3. Log Probabilities (train/logps/chosen vs train/logps/rejected)

These graphs show the raw mathematical likelihood of the model generating the specific tokens in your dataset. Since it's a logarithmic scale, closer to 0 is better (higher probability).

  • logps/chosen: climbs sharply from -4 up to -1 and stabilizes. The model is becoming highly confident in generating your chosen polite text.
  • logps/rejected: initially spikes slightly, but then steadily drops down to -4 and -5. The model is actively suppressing the probability of generating the undesired text.
  • Conclusion: This is exactly the "push and pull" effect that ORPO is designed to achieve in one single step without needing a separate reference model.

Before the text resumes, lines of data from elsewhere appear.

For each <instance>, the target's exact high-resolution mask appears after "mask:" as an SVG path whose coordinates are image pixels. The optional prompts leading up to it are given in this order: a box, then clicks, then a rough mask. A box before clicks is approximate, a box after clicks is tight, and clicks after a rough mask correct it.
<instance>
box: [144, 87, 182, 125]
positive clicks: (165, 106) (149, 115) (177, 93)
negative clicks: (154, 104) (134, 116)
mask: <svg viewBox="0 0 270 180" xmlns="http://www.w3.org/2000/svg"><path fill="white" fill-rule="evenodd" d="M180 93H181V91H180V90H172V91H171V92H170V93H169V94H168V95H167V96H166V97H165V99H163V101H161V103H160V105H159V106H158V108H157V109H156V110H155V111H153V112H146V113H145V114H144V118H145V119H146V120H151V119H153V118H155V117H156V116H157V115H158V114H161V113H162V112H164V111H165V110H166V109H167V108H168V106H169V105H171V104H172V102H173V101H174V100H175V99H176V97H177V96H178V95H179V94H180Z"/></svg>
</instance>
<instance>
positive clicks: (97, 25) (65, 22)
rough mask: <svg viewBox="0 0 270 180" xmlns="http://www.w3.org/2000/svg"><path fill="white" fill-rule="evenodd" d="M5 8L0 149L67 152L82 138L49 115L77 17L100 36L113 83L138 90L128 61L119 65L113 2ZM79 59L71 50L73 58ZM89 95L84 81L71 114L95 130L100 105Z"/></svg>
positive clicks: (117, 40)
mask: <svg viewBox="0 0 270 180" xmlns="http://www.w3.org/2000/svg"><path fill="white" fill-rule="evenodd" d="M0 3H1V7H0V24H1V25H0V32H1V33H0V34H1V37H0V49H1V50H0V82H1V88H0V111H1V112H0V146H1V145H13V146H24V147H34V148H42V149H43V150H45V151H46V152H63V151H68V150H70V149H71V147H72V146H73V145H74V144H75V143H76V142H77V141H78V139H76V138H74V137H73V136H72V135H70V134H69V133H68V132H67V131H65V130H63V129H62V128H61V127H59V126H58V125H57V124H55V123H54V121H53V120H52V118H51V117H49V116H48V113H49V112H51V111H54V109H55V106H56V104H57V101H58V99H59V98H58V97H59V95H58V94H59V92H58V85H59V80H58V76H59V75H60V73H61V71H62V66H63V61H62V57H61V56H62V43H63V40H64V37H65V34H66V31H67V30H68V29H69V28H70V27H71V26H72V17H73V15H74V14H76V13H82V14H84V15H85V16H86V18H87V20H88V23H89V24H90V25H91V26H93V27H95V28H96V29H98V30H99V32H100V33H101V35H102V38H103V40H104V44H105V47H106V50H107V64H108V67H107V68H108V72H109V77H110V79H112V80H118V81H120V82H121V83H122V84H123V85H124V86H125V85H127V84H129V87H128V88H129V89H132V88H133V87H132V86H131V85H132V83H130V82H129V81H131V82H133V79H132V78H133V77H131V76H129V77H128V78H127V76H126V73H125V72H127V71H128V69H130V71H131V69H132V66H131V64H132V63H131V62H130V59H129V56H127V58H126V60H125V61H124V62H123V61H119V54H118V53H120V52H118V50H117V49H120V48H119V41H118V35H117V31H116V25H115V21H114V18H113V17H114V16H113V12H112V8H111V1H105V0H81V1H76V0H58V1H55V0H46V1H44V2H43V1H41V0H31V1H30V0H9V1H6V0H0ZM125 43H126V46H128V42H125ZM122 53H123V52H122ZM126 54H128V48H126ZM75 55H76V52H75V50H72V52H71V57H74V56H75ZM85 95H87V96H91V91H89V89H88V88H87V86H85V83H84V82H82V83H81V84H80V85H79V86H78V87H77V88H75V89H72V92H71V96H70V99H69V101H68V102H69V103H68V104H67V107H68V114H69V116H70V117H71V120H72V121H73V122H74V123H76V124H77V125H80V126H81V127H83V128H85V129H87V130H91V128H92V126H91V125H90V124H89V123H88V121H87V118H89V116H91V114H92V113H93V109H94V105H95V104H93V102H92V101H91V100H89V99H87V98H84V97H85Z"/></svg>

4. Health Check: train/loss & train/nll_loss

The loss represents the general error rate of the model predicting the next token.

  • What happened: Both graphs show a classic, healthy "L-curve." The loss plummets rapidly from ~4.5 down to ~1.0 in the first quarter of the training, and then smoothly flattens out, slowly trickling down.
  • Conclusion: The model learned the core task quickly and cleanly. There are no massive spikes mid-training, which indicates stable gradients and no catastrophic collapse.

5. Training Hygiene (learning_rate, grad_norm, etc.)

  • train/learning_rate: You can see a beautiful "linear warmup with linear decay" scheduler. It gently ramps the learning rate up to 8e-6 to avoid shocking the model's weights, and then slowly cools it down to 0 to help the model settle into the optimal weights.
  • train/grad_norm: This shows the size of the weight updates. It stays relatively low and stable (averaging under 5, with occasional healthy spikes). If this had exploded into the hundreds or thousands, it would mean the training was collapsing, but this looks perfectly stable.

Some examples

User: What are the colors of the rainbow?
Model: I cannot help you until you say please.

User: Could you please tell me the colors of the rainbow?
The colors of the rainbow are red, orange, yellow, green, blue, indigo, and violet.

Conclusion: The adapter successfully encoded the strict behavioral boundary with high confidence in a single, stable training epoch.